Ömer Öngüt = Biz onların gönüllerindeki kinleri çıkarır atarız. Artık onlar kardeşler olarak tahtlar üzerinde karşı karşıya otururlar.
Şaban Piriş = Biz, onların gönlündeki tüm kini söküp attık. Onlar, kardeşler olarak karşılıklı koltuklarda otururlar.
Sadık Türkmen = Biz onların göğüslerinde kinden ne varsa çıkarıp atmışızdır. Tahtlar üzerinde karşı karşıya otururlar, kardeşler olarak...

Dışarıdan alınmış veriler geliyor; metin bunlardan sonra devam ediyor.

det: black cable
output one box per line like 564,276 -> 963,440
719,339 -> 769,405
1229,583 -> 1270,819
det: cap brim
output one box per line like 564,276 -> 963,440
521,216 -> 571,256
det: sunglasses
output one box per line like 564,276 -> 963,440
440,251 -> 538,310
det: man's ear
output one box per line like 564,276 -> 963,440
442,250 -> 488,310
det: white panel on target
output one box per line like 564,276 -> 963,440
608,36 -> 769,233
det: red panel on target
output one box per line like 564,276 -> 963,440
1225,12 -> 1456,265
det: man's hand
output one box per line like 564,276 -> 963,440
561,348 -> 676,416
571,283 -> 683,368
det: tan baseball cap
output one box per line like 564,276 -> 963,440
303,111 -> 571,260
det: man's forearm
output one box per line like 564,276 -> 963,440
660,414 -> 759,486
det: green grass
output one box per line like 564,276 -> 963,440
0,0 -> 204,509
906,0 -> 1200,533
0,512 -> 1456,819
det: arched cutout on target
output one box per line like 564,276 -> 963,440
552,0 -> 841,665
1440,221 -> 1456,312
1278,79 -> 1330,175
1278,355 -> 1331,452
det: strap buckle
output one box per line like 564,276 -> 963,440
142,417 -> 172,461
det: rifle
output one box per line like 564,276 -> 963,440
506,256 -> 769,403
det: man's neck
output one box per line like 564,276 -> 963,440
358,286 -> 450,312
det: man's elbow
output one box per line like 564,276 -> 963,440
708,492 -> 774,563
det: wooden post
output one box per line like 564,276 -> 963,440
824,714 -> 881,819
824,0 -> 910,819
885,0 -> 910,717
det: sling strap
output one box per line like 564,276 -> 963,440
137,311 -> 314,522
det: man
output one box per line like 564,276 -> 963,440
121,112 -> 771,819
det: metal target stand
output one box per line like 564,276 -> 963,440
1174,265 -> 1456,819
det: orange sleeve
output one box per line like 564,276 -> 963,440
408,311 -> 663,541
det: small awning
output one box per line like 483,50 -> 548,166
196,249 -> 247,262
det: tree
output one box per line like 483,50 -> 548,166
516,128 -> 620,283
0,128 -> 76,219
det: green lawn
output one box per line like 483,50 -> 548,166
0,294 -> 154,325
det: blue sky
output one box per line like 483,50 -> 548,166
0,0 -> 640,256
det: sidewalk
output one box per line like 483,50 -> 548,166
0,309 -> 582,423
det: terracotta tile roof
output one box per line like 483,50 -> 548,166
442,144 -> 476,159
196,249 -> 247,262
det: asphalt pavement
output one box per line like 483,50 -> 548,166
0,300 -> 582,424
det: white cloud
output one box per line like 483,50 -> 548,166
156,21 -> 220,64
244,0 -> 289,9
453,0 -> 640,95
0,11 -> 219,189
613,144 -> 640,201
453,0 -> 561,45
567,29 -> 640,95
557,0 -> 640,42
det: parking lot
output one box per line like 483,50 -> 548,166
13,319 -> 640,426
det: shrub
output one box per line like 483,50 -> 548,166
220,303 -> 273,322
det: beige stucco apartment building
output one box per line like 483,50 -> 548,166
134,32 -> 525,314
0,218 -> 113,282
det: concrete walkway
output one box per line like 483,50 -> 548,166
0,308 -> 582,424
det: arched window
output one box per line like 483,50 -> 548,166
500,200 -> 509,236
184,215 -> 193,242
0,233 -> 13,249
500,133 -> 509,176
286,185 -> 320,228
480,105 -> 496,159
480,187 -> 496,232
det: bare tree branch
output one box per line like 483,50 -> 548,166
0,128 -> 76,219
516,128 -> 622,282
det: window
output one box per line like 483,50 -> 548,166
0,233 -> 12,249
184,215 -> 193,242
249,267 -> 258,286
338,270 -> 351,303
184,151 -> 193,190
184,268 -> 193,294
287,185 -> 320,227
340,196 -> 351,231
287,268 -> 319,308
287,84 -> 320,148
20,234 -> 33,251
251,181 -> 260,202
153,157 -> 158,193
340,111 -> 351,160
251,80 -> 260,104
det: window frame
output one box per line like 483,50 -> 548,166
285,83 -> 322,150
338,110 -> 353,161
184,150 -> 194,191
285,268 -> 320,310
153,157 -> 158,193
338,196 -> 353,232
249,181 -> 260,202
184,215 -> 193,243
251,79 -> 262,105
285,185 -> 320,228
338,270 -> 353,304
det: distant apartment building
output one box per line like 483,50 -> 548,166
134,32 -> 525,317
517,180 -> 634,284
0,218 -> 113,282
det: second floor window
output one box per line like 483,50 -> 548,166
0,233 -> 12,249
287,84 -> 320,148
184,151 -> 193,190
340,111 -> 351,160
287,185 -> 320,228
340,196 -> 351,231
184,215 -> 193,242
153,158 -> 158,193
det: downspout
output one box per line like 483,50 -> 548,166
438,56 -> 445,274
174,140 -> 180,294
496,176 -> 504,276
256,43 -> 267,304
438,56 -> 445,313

Seyyid Kutub = Biz cennetliklerin kalplerindeki tüm kin tortularını çekip çıkardık, onlar orada karşılıklı koltuklarda oturan kardeşlerdir.
Suat Yıldırım = Onların kalplerindeki kini söküp çıkarmışızdır. Dost ve kardeş olarak, divanlar üzerinde karşı karşıya otururlar.
Süleyman Ateş = Onların göğüslerindeki kini çıkarıp atmışızdır; (hepsi) kardeşler olarak divanlar üzerinde karşı karşıya oturur (sohbet eder)ler.
Tefhim-ul Kuran = Onların göğüslerinde kinden (ne varsa tümünü) sıyırıp çektik, kardeşler olarak tahtlar üzerinde karşı karşıyadırlar.
Ümit Şimşek = Kin namına ne varsa gönüllerinden çıkarmışızdır; karşılıklı tahtlarda, sevinç içinde, kardeş kardeş otururlar.
Yaşar Nuri Öztürk = Göğüslerindeki düşmanlığı çekip almışızdır. Köşkler/divanlar üzerinde karşı karşıya oturan kardeşler olmuşlardır.
İskender Ali Mihr = Ve onların göğüslerinde kinden ne varsa çekip çıkardık. Onlar, kardeş olarak karşılıklı tahtlar üzerindedirler.
İlyas Yorulmaz = Onların kalplerindeki rahatsız edecek bütün düşünceleri çıkartırız. Altlarına serilmiş divanlarda kardeşlik içerisinde karşılıklı oturup, yatarlar.